Of all the various cuisines that are available in Little Rock, my wife loves Mexican the most. Our most recent experience with Mexican was less than stellar, so I felt like I owed it to her to try again and see if we could find a Mexican joint that would fulfill her cravings. To that end, we headed up Cantrell Road to Lupita’s, a small, blink-and-you-miss-it Mexican joint that seemed at first glance to be just the sort of place we were looking for. After eating there, all I can say is…I’m sorry, Jess, better luck next time.


A meal at Lupita’s starts with a basket of chips and three separate dips: a smoky chipotle salsa that we found thin but passable, a habanero salsa dotted with avocado and cilantro that was quite nice, and a bowl of the thinnest, most tasteless queso into which I’ve ever dipped a chip. It’s perhaps unfair to complain about something that comes to the table at no charge, but I promise that a six year old could make better queso with a jar of Cheez Whiz and a microwave.

The menu is divided into two sections, a “traditional” Mexican section and an “American” section. From the Mexican half, we ordered a chicken chimichanga (a dish more of the American Southwest than anywhere) and a hard shell taco (again, not all that authentic). From the American side, we went for the most American food of all: a foot long hot dog covered in chili, cheese, onions, mustard, slaw and jalapenos.

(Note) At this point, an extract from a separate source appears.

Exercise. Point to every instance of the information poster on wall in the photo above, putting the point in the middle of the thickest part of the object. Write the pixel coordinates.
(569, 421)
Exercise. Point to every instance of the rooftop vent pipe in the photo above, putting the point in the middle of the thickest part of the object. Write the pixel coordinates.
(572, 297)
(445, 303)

My hope was that the mixed menu would be so good that I’d have a place to grab a burger or BLT when the wife wanted chalupas — and we could both be happy. No such luck.


The chimichanga was attractive in appearance, with a crisp, golden brown exterior covered with a cheese sauce that was world’s better than the thin stuff we started with. On the inside, however, things fell apart, with wads of spongy, pre-cooked chicken swimming in a tasteless mix of beans and onions. Flavors were muted, uninspired, and completely limp. The hard taco was much the same, with some flaccid ground beef sitting listlessly in a stale, oily shell with only a smattering of iceberg lettuce and some pre-shredded cheese as companions. In a town where slow-cooked tacos al pastor and cabeza are available for around a buck, charging three dollars for this sub-Taco Bell taco was an insult.

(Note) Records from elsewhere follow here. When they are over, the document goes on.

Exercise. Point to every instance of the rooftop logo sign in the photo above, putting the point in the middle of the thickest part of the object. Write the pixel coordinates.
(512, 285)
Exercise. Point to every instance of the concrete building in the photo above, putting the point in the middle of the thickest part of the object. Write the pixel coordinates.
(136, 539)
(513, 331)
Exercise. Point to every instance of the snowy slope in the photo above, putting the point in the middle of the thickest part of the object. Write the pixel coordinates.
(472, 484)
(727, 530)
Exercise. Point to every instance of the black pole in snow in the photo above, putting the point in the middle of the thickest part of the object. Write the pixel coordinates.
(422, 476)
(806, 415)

The foot long turned out to be the highlight of the meal, although it didn’t have to try very hard to do so. A couple of well-grilled dogs were nestled on a toasted bun and then piled high with chili, slaw, peppers, and onions. The dogs were tasty, and the chili was pleasantly spiced — a nice change from the bland food we had otherwise. The dish can’t quit be considered a success, though, since the piles of coleslaw layered on top overwhelmed everything else, making the bun a soggy, inedible mess before we were more than four bites in.


With the multitude of great Mexican options across the city, I don’t really see how a place like Lupita’s can open up with such apathetic food, nor do I see a reason why the Mexican-craving masses should waste their time and money here. Cheaper and tastier options are available, whether it’s authentic cuisine you’re looking for or something more like Tex-Mex. Lupita’s was a disappointment, which makes me 0-2 for Mexican of late.